Zando
- Status: Active
- Founded: 2020
- Founders: Molly Stern
- Country of origin: United States
- Headquarters location: New York City
- Distribution: Penguin Random House (U.S.)
- Imprints: Zando, Zando Young Readers, SJP Lit, Gillian Flynn Books, Crooked Media Reads, Sweet July Books, Atlantic Editions, Get Lifted Books, Hillman Grad Books, Slowburn, Tin House
- Official website: www.zandoprojects.com

= Zando =

American independent publisher

Zando is an American independent publisher based in New York City. Zando publishes literary fiction, non-fiction and young adult books. The company consists of imprints Zando, Zando Young Readers, SJP Lit, Gillian Flynn Books, Crooked Media Reads, Sweet July Books, Atlantic Editions, Get Lifted Books and Hillman Grad Books.

==History==
The company was founded in 2020 by Molly Stern, a former publisher at Crown. Zando is known for partnering with high-profile individuals, companies and brands to publish and promote books. Zando is distributed by Penguin Random House.

In 2024, Zando launched the romance imprint Slowburn. The inaugural title was Brynne Weaver's Leather & Lark, the second installment in the Ruinous Love trilogy, which became an instant New York Times best seller.
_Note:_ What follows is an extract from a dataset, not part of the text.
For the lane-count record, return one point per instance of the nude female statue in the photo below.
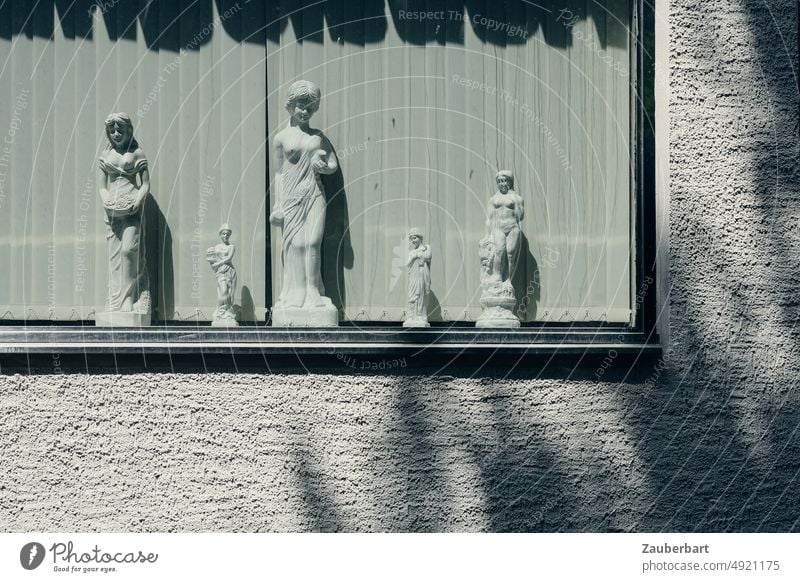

In 2025, Zando acquired publisher Tin House.

In 2026, Zando launched the horror imprint Evil Twin. First titles published under the imprint include A.P. Thayer’s Tapeworm and Abe Moss's Morsels.

==Publishing==
Authors published by Zando include Samantha Allen, Steve Almond, Karamo Brown, Margot Douaihy, Maurene Goo, and Liv Little, among others.

Zando's publishing partners include Sarah Jessica Parker, The Atlantic, Ayesha Curry, Gillian Flynn, Lena Waithe, John Legend, and Crooked Media.

In 2022, Zando published Morbid co-host Alaina Urquhart's bestselling novel The Butcher and the Wren.